Und heute? Kurz gesagt, ich bin glücklich. Glücklich, Dieter Böhm kennen gelernt zu haben. Glücklich über dieses musikalische Highlight. Glücklich, schon Karten für die nächste Tour zu haben. Warum?

J’ai planté une note sur une île déserte
Une note d’espoir pour un avenir

Diese Insel der Ödnis, manchmal in unserem Herz, darin diese Noten eingepflanzt. Mit jedem Ton wächst die Kraft, die Hoffnung, die Zuversicht. Und, je öfter genossen, desto tiefer diese Gefühle. Weite Ebenen, weiter Horizont. Das blaue Feuer der Liebe unter dem blauen Feuer des Himmels. Tiefes Einatmen, befreite Brust. Jeder Ton, jede Note, am richtigen Ort, begleiten den Hörer auf dieser Reise. Diese Reise durch den wilden Ozean, den man Leben nennt. Von Insel zu Insel, die immer weniger wüst und leer sind. Die sich füllen mit Grün, mit Hoffnung. Die sich füllen mit dem Blau der Harmonie und des Vertrauens. Und in der Ferne der Sehnsucht vereinen sich Himmel und Ozean.

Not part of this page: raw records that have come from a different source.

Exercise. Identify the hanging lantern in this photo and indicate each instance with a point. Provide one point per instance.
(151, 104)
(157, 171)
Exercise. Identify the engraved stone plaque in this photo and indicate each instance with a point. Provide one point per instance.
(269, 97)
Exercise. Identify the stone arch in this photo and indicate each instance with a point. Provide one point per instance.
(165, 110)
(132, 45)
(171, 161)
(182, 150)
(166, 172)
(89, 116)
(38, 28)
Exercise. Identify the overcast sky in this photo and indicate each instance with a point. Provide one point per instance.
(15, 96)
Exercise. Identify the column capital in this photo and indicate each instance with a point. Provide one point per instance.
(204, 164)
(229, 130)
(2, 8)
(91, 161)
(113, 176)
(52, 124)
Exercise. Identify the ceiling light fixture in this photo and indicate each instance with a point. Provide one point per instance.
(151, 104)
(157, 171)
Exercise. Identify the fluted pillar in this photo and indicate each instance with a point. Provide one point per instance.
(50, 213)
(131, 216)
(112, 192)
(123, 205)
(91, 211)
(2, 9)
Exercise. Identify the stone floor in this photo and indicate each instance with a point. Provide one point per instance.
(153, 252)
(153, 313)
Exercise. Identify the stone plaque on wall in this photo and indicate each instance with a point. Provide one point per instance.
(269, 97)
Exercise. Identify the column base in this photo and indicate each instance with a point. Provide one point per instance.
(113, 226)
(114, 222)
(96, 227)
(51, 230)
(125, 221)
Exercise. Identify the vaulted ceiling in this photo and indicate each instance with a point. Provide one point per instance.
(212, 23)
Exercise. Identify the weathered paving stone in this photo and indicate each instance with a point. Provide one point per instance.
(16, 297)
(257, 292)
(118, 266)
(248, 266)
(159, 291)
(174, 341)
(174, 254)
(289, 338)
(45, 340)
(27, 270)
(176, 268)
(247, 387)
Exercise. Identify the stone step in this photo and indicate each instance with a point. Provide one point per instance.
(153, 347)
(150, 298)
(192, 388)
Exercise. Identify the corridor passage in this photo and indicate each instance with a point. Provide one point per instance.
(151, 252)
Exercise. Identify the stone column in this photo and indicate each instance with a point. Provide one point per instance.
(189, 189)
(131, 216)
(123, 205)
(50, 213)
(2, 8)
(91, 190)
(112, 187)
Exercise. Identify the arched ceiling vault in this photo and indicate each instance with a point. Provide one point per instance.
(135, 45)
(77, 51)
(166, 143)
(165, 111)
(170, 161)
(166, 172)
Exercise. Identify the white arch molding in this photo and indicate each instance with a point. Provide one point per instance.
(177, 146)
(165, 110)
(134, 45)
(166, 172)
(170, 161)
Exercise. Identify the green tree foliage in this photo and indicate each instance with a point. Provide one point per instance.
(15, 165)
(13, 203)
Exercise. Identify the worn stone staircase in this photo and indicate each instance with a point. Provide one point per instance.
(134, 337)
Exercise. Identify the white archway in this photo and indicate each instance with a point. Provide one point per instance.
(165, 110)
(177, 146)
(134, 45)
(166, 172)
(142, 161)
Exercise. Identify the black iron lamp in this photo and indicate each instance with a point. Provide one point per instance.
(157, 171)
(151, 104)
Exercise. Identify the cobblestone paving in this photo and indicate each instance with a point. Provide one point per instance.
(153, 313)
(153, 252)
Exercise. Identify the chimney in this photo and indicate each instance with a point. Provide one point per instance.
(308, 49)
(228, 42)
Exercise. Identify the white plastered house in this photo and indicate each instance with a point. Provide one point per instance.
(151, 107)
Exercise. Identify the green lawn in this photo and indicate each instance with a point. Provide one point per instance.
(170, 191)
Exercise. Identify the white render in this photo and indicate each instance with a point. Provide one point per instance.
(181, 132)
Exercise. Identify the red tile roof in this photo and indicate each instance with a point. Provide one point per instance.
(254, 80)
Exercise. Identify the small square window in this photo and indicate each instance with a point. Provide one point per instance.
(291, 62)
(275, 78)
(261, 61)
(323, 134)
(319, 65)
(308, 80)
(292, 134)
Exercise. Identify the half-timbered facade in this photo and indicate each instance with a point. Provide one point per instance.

Bei jedem Hören habe ich dieses Bild hier vor Augen, als wäre die Musik genau so geschrieben und gespielt worden, dies Gemälde zu begleiten.

 

Under the Roof of Blue Ionian Weather, painting by Sir Lawrence Alma-Tadema, 1898-1901, Privatsammlung

 

Dafür reichen einfachste Mittel, kaum noch Prog, einfach nur wunderbare Songs. Songs, die schmeicheln, kratzen, schmusen, beißen. Runde Songs, ätherische Songs, dennoch handfest und greifbar. Musik als Triumph des Gefühls, Musik als Euphorie, als Hochgefühl und Glück. Töne der Heilung, Klänge als Medizin.

Ich habe ´Le Fantastique Envol De Dieter Böhm´ jetzt schon in einer Woche öfter gehört als ´Saison 8´ in den zwei Jahren seit Erscheinen. Das ist der Befreiungsschlag nach dem etwas blutleeren Vorgänger. Und es ist ein Nackenschlag für alle, die meinen, progressiver Rock sei gefühllos und kalt und besteht aus aneinandergereihten Tönen und Breaks, gemacht für Mathematiker und Musikstudenten. In seiner bestechenden Simplizität ist das hier die wahre progressive Rockmusik.

Les chansons sont des bouteilles à la mer

Und darum vergebe ich die vollen 10 Punkte.